Lt. Ryan Reardon, assistant jail administrator, said the investigation into Silva’s most recent activities is ongoing, and he is likely to face additional charges.

Silva’s alleged outburst on Thursday started in the recreation yard in response to general rules and policies, Reardon said.

“He threw a basketball at a corrections officer,” Reardon said.

Silva’s head-butt and threat occurred as officers took him to his cell, Reardon said. Silva was alone in his cell when he spread the feces. He was then moved to a cell where he could be restrained. Silva reportedly spit on a corrections officer during that process.

“We took the necessary steps to protect him,” Reardon said.
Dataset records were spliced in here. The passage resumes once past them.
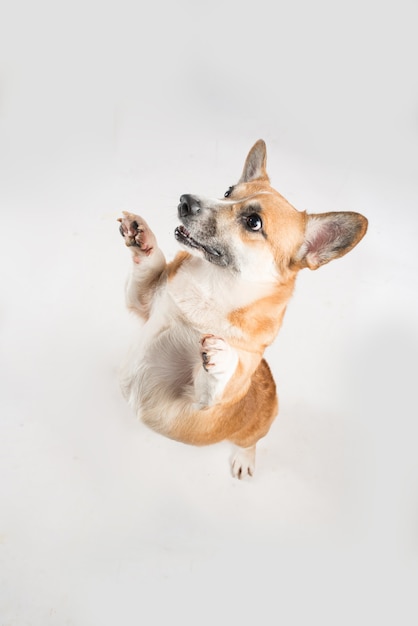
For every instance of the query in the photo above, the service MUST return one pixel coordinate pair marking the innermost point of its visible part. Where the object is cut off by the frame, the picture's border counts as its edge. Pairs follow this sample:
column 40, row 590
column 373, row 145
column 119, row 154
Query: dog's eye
column 254, row 222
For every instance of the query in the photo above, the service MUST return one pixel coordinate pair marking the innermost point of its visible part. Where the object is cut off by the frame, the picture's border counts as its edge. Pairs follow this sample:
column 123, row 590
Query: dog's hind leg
column 148, row 263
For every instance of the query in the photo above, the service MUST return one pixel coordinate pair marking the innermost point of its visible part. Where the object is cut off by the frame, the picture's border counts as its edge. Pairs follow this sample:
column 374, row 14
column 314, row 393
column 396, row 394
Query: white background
column 126, row 105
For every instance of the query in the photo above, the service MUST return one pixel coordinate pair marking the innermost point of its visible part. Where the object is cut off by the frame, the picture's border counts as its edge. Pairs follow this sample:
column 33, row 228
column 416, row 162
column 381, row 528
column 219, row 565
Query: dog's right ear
column 255, row 164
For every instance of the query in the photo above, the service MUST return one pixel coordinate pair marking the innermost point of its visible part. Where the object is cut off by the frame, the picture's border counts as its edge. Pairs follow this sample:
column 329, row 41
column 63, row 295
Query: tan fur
column 197, row 374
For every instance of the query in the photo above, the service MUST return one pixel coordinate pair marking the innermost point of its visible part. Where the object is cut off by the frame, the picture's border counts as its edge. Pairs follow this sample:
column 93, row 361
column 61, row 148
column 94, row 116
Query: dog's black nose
column 189, row 205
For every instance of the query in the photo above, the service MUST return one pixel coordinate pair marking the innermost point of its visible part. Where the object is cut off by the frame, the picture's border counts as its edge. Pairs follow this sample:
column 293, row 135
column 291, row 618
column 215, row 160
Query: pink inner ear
column 324, row 234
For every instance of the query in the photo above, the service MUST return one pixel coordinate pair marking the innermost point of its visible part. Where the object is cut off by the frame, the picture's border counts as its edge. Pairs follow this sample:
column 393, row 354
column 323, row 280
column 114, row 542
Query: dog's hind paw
column 243, row 463
column 136, row 234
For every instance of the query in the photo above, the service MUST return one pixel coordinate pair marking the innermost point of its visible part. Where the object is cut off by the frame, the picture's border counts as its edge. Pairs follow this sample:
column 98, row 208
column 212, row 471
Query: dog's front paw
column 136, row 233
column 243, row 463
column 216, row 354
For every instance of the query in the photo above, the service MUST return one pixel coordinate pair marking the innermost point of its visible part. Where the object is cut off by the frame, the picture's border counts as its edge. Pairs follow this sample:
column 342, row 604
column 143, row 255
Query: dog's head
column 254, row 229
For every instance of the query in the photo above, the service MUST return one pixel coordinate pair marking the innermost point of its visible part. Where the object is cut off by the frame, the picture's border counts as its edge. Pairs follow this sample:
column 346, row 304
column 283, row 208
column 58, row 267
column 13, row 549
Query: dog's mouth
column 183, row 236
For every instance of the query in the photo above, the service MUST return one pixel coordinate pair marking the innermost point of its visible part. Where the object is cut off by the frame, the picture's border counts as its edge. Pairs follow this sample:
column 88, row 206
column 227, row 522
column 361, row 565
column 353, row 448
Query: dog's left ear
column 329, row 236
column 255, row 164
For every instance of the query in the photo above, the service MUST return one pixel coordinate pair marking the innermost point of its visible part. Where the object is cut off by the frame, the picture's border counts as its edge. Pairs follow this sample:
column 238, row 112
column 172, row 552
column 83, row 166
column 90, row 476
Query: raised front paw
column 136, row 233
column 214, row 353
column 217, row 355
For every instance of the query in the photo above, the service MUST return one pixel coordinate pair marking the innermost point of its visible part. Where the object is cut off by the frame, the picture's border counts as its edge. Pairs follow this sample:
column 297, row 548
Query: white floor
column 111, row 107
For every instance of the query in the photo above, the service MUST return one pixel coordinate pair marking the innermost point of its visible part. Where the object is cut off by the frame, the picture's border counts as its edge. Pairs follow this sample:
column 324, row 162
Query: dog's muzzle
column 189, row 205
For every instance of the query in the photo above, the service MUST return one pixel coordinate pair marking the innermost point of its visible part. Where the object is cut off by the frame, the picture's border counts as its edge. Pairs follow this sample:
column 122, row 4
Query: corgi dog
column 197, row 372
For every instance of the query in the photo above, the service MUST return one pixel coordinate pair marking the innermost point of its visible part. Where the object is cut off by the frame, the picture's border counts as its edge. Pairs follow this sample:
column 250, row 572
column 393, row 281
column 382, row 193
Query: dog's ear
column 329, row 236
column 255, row 164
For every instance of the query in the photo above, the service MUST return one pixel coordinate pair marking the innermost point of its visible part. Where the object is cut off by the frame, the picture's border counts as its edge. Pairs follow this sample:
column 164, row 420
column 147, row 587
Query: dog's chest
column 208, row 295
Silva’s alleged rampage continued Friday when he reportedly spat on another officer, again spread feces in his cell, tried to clog a toilet and attempted to break a sprinkler head.

“He’s a significant risk,” Reardon said. “He’s a documented violent offender.”

Silva in June 2011 complained about living conditions at the jail during an interview with the Kennebec Journal. He said his longest stretch of freedom since turning 16 occurred between 2008 — when he was released from a California prison after being convicted of false imprisonment with violence — and his February 2011 arrest on the murder charge.

“It doesn’t suit my needs,” Silva said of the jail. “It’s a real small facility. I’m used to big facilities.”

Silva, a white supremacist who has the tattoos SKIN HEAD on his knuckles and “We must secure the existence of our people and a future for white children” on his arm, is classified as a maximum security inmate because of the charges he faces, his criminal history and his behavior in jail.

Kennebec County Chief Deputy Everett Flannery said last year that Silva was trying to find ways to be moved to a different facility. Reardon believes the most recent behavior represents a renewal of that attempt to be moved elsewhere.

Silva was sent to the Maine State Prison in Warren at one point, but was later returned to Kennebec County, Reardon said.

“We have the staff to manage him,” Reardon said. “He would be getting the same treatment anywhere based on Department of Corrections standards.”

Reardon said Silva has not been fiercely violent toward corrections officers, but knows how to provoke and cause substantial havoc.

“He has pronounced institutional behavior,” Reardon said. “He knows what to do to get these reactions.”